The exact spot at which the coastline north from Aberdeen turns to run west towards Inverness is debatable. But one contender must certainly be Cairnbulg Point, two miles east of Fraserburgh and immediately to the north west of the village of Cairnbulg and its eastern neighbour, Inverallochy.
Cairnbulg Castle, to the south west of the village, can trace its origins back to the 1200s and fishing communities were well established on this coastline by the 1500s. In the 1850s a visitor noted that the villages on the coast were little more than collections of huts next to which fishing boats were dragged out of reach of the tide.
The 1860s brought cholera to the area. The inadequate housing made the epidemic worse and it was later cleared away to make room for planned fishing villages at Inverallochy and Cairnbulg and, a mile or so down the coast, at St Combs.
The much larger new villages were needed to cope with the boom in the herring fisheries, and by the 1880s well over 200 fishing boats operated from these two villages. The settlements were built as fisher cottages set in rows, gable end to the sea to minimise the effect of storms. The spaces between them were used to shelter the boats dragged up out of the water.
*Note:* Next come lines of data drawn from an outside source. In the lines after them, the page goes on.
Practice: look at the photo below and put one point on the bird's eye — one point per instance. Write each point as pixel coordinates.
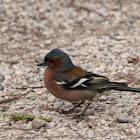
(51, 61)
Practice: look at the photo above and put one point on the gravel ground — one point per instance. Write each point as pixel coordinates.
(101, 36)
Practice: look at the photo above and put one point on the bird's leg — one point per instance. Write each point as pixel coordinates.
(81, 114)
(71, 110)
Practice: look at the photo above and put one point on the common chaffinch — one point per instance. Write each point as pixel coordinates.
(68, 82)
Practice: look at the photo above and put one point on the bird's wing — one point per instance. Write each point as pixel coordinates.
(89, 82)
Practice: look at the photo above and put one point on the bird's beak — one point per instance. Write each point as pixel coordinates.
(42, 63)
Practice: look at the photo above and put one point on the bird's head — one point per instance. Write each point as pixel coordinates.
(58, 60)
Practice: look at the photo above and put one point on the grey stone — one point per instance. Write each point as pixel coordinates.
(38, 123)
(122, 118)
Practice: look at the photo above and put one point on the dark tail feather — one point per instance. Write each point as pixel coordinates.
(122, 87)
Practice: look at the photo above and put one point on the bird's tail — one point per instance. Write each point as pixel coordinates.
(122, 87)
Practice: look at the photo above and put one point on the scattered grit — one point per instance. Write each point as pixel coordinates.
(101, 36)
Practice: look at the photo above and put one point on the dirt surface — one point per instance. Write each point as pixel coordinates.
(100, 36)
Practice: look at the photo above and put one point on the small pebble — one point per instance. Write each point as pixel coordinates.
(122, 118)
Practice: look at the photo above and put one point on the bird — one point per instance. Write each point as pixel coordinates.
(68, 82)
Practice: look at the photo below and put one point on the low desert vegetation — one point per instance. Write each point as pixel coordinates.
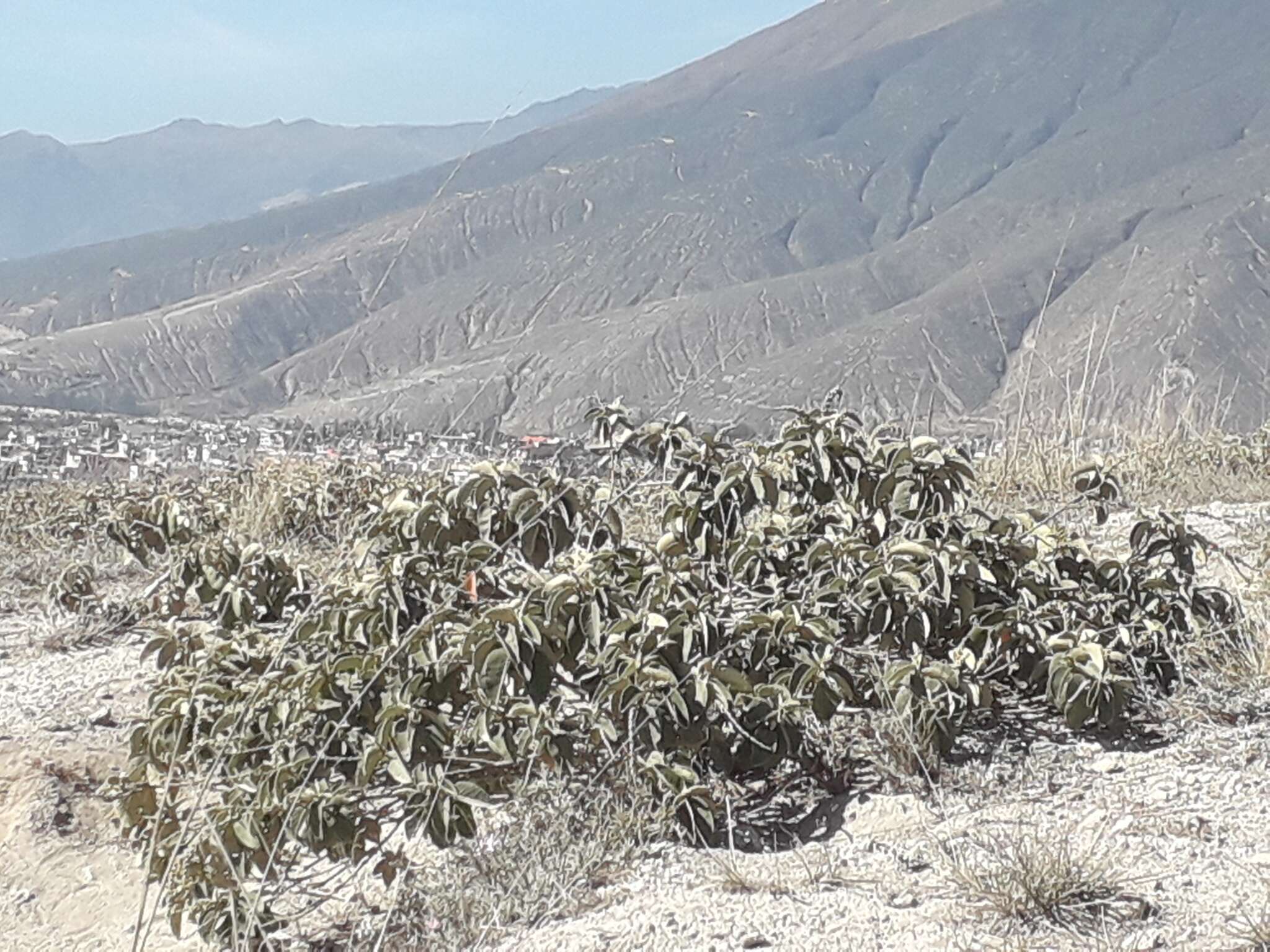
(544, 674)
(1025, 879)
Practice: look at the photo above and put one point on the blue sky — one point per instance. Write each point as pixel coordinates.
(91, 69)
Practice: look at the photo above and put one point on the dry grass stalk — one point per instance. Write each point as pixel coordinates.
(1029, 879)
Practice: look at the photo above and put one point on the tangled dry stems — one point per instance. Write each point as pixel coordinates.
(549, 855)
(1028, 878)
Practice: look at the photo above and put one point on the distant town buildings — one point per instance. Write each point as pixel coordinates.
(38, 444)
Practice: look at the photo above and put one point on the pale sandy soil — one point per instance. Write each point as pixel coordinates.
(1185, 821)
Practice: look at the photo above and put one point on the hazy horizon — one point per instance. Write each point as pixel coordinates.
(87, 73)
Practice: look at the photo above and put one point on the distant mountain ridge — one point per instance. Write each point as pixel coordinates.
(190, 173)
(933, 203)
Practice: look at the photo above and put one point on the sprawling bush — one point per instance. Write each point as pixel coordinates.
(505, 622)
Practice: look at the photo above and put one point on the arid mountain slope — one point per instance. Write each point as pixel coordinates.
(873, 195)
(190, 173)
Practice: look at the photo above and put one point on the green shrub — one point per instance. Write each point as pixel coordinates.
(506, 624)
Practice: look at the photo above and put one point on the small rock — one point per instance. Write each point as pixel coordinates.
(904, 901)
(1108, 763)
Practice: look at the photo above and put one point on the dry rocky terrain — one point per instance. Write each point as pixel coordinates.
(882, 196)
(1163, 838)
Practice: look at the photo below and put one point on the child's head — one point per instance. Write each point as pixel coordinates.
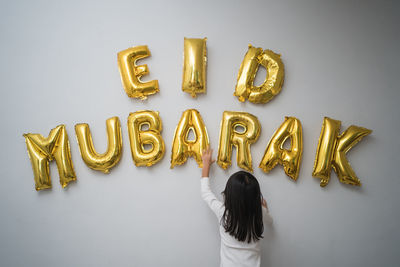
(243, 214)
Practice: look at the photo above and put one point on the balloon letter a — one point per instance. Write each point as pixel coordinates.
(229, 136)
(275, 153)
(139, 137)
(182, 148)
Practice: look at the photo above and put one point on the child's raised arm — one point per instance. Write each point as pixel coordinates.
(207, 161)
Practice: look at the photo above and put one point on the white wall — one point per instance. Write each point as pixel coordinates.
(59, 66)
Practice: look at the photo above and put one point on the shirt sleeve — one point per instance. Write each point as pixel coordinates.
(267, 218)
(208, 196)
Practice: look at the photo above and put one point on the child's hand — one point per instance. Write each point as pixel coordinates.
(207, 161)
(264, 203)
(207, 157)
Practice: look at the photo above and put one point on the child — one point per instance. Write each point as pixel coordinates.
(241, 215)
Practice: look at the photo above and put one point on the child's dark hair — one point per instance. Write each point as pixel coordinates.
(243, 213)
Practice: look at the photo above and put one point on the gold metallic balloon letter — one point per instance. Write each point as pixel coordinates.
(194, 66)
(131, 73)
(272, 85)
(41, 150)
(139, 137)
(275, 153)
(229, 136)
(332, 149)
(101, 162)
(182, 147)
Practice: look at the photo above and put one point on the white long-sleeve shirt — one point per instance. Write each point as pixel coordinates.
(234, 253)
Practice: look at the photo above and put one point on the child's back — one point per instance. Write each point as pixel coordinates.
(241, 217)
(233, 252)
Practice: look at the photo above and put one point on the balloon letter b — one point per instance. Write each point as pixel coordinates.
(41, 150)
(101, 162)
(131, 73)
(229, 136)
(332, 149)
(275, 153)
(182, 148)
(272, 85)
(139, 137)
(194, 66)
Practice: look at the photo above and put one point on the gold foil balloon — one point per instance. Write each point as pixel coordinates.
(332, 149)
(131, 73)
(275, 152)
(139, 137)
(101, 162)
(182, 147)
(229, 136)
(194, 66)
(245, 88)
(41, 150)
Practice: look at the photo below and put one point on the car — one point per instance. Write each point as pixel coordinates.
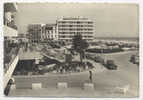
(111, 65)
(99, 59)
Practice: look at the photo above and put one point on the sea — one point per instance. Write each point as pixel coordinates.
(131, 39)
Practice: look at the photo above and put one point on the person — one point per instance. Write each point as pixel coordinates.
(90, 76)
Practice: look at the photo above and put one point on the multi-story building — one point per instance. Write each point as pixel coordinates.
(35, 32)
(10, 42)
(49, 32)
(68, 27)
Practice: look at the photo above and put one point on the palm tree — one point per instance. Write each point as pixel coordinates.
(79, 45)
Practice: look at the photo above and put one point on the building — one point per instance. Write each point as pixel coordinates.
(49, 32)
(68, 27)
(11, 47)
(35, 32)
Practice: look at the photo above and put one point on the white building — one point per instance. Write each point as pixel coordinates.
(68, 27)
(10, 48)
(49, 32)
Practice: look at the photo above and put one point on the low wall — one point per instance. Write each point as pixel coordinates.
(23, 82)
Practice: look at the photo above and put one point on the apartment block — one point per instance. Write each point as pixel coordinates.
(49, 32)
(10, 42)
(68, 27)
(35, 32)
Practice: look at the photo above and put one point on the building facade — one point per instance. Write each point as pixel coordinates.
(11, 47)
(35, 32)
(68, 27)
(49, 32)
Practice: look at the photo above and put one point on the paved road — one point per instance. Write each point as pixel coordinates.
(105, 81)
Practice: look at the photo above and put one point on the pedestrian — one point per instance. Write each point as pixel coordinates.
(90, 76)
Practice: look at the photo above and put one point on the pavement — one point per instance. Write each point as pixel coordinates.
(106, 82)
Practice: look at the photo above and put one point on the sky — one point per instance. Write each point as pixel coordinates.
(111, 20)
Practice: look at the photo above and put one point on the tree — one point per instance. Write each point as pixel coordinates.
(79, 45)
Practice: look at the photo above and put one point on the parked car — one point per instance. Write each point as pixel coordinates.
(99, 59)
(111, 65)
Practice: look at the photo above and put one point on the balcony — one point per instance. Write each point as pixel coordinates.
(10, 7)
(10, 61)
(10, 31)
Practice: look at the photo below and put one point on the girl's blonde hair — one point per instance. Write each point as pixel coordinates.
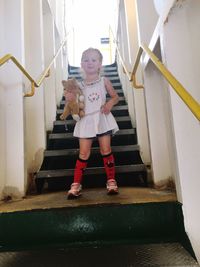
(91, 49)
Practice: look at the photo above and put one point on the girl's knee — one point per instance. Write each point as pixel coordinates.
(84, 155)
(105, 151)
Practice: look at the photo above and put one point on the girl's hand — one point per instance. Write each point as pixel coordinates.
(106, 108)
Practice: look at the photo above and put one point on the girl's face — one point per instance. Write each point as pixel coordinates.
(91, 63)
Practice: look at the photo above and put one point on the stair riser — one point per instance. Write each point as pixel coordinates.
(97, 181)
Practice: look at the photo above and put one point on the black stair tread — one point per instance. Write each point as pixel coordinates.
(118, 119)
(72, 151)
(70, 135)
(91, 170)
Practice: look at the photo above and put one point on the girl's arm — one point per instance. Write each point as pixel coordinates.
(106, 108)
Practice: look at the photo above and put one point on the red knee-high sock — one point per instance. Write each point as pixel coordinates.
(109, 165)
(79, 170)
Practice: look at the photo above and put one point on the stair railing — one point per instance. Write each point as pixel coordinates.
(45, 74)
(187, 98)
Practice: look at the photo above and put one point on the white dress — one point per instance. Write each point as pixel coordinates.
(94, 122)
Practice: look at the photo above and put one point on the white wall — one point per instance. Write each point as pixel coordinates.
(24, 121)
(50, 83)
(136, 96)
(2, 106)
(13, 171)
(181, 41)
(34, 106)
(147, 20)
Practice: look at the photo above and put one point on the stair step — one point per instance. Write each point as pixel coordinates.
(161, 254)
(53, 222)
(90, 171)
(94, 177)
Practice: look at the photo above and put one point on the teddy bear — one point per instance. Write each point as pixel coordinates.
(74, 106)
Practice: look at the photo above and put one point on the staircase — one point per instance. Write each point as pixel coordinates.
(139, 227)
(62, 149)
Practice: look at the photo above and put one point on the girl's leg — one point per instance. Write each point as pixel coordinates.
(81, 164)
(109, 163)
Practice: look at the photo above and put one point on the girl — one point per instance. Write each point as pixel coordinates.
(97, 122)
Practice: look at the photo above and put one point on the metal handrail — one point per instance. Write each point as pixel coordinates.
(187, 98)
(45, 74)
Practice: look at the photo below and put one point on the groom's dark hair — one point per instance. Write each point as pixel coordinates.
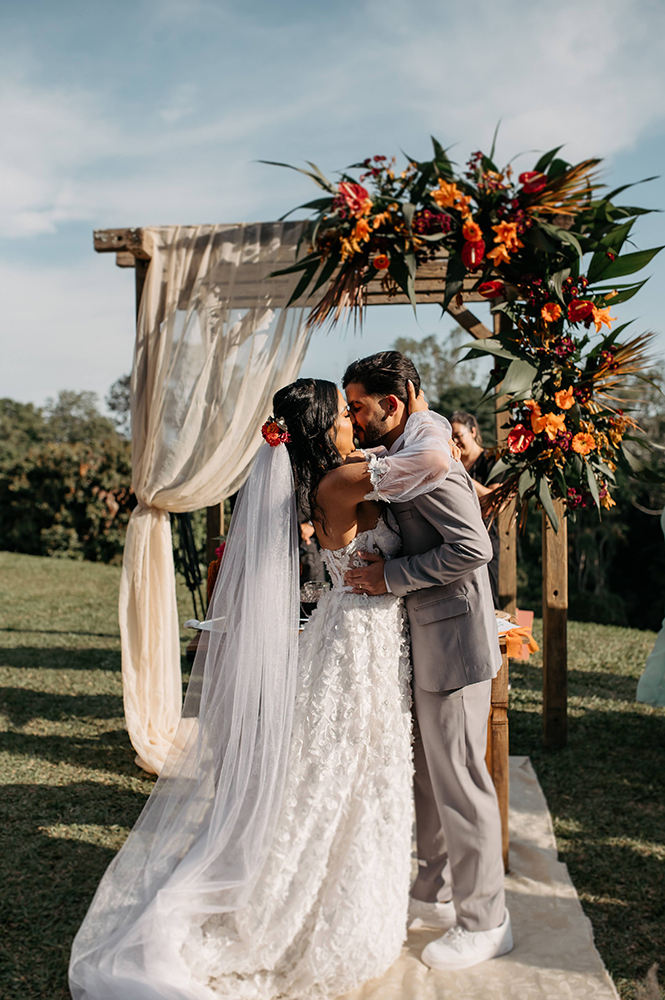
(384, 374)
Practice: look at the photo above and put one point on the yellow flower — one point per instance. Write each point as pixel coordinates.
(506, 232)
(601, 316)
(361, 231)
(554, 422)
(564, 399)
(583, 443)
(499, 255)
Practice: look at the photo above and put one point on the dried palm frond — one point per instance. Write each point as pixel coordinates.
(345, 293)
(570, 192)
(632, 358)
(493, 503)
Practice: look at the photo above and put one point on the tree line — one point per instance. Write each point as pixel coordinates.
(65, 489)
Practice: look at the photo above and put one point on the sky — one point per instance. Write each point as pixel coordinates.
(151, 112)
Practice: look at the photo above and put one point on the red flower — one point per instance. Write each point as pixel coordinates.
(354, 196)
(533, 181)
(473, 253)
(580, 310)
(520, 438)
(491, 289)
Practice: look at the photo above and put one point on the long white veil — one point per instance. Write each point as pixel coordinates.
(198, 847)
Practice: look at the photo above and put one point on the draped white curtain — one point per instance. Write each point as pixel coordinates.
(214, 342)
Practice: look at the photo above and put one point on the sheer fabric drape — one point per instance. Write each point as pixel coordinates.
(214, 342)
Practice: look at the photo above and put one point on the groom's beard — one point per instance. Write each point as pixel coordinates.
(373, 433)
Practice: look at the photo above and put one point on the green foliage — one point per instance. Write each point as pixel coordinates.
(71, 791)
(73, 418)
(68, 500)
(448, 382)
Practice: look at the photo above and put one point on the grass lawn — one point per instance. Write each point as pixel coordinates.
(71, 789)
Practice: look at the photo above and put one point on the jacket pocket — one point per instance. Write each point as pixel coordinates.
(436, 611)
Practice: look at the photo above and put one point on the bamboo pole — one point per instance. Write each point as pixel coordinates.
(498, 733)
(555, 616)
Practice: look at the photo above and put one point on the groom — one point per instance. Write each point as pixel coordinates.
(455, 649)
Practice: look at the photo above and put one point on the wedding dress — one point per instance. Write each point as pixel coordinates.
(272, 859)
(329, 908)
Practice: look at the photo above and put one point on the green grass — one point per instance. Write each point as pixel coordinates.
(72, 791)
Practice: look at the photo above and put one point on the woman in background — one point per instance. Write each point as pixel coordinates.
(478, 463)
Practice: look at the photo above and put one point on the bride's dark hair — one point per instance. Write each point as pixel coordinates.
(309, 408)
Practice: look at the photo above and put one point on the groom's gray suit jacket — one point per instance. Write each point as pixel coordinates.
(444, 580)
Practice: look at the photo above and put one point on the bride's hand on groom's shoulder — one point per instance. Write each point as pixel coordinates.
(417, 403)
(367, 579)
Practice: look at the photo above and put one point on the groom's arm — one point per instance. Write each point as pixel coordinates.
(466, 544)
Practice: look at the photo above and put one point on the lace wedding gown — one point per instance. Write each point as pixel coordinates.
(329, 909)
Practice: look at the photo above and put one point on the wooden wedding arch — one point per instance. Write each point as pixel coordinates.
(132, 250)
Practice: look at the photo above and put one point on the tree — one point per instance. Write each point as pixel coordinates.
(73, 418)
(449, 383)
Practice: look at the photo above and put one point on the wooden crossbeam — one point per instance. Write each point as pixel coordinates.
(130, 244)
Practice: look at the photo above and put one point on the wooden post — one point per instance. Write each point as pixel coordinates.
(140, 272)
(555, 614)
(498, 738)
(215, 528)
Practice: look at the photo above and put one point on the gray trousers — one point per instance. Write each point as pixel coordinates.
(458, 825)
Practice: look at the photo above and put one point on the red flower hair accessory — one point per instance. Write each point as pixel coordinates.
(274, 431)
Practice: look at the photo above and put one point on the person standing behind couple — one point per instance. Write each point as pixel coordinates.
(455, 653)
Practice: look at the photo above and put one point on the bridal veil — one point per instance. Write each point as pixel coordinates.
(201, 840)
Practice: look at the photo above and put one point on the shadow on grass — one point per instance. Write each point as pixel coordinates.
(581, 683)
(56, 658)
(61, 631)
(21, 706)
(606, 794)
(110, 751)
(48, 882)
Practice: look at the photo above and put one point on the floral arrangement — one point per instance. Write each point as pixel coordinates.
(274, 432)
(546, 248)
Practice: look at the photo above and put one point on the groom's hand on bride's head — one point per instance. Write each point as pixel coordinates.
(367, 579)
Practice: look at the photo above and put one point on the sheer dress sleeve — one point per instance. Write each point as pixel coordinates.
(420, 466)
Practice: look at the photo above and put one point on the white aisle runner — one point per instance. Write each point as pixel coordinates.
(554, 956)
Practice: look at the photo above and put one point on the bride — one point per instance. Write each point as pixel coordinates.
(272, 859)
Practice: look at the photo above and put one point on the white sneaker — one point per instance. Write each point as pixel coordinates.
(440, 916)
(460, 949)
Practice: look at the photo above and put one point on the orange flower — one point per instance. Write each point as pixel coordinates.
(506, 232)
(447, 194)
(551, 312)
(583, 443)
(463, 205)
(554, 423)
(471, 231)
(499, 255)
(538, 421)
(601, 316)
(564, 399)
(361, 231)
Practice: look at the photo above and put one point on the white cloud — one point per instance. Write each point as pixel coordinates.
(65, 327)
(590, 74)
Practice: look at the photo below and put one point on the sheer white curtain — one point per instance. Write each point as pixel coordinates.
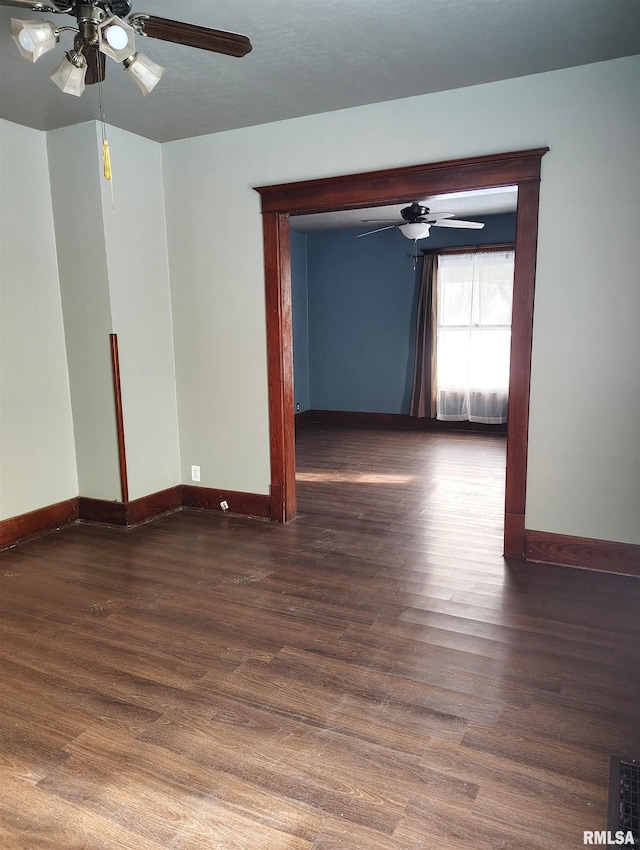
(474, 296)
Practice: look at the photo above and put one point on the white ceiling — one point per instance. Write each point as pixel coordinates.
(313, 56)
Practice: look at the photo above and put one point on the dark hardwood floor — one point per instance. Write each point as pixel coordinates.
(372, 676)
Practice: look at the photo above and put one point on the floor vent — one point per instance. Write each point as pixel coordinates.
(624, 797)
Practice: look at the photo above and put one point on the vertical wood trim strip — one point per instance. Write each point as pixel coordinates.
(117, 393)
(524, 275)
(280, 365)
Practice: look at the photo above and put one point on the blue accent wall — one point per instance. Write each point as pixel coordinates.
(357, 300)
(299, 301)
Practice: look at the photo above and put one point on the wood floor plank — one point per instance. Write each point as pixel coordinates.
(371, 675)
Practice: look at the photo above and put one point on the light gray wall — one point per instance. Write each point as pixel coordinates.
(37, 460)
(138, 272)
(114, 278)
(584, 461)
(76, 170)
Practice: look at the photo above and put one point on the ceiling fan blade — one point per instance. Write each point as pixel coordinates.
(369, 232)
(229, 43)
(458, 222)
(437, 216)
(32, 5)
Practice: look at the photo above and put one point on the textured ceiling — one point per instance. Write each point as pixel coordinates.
(312, 56)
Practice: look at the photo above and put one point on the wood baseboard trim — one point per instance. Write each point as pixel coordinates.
(162, 502)
(103, 511)
(514, 536)
(583, 552)
(131, 513)
(391, 420)
(40, 521)
(209, 498)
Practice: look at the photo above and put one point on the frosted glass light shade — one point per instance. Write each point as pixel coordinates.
(415, 230)
(33, 37)
(144, 71)
(116, 39)
(69, 75)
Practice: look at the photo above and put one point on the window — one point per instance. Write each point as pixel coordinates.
(473, 336)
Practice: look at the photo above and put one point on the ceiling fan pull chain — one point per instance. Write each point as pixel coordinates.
(106, 153)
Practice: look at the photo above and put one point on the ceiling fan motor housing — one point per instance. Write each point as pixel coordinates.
(415, 212)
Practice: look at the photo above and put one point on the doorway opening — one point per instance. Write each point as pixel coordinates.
(520, 169)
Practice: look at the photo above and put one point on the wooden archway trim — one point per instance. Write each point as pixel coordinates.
(377, 188)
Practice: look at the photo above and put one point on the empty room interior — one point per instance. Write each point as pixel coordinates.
(319, 441)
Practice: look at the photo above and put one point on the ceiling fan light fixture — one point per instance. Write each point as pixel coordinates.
(415, 230)
(70, 75)
(144, 71)
(34, 38)
(116, 39)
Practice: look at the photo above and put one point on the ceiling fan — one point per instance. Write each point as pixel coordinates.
(417, 220)
(101, 31)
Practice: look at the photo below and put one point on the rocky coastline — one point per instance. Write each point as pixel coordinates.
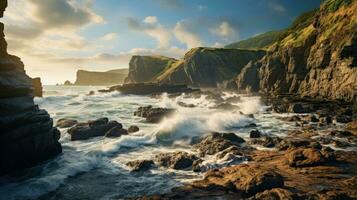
(27, 134)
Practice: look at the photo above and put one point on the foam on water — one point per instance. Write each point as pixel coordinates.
(110, 155)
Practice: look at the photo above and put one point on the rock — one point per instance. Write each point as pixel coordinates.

Today the houses remain but most of the boats have gone. Some leisure craft use the tidal harbour at West Haven half a mile to the west of the village and overlooking Fraserburgh Bay. But by the end of the 1800s most fishing activity had moved to Fraserburgh's much more sheltered harbour. Getting the fishermen from their homes in St Combs, Cairnbulg and Inverallochy to Fraserburgh presented a problem that was solved by the building of a light railway linking the three in 1903.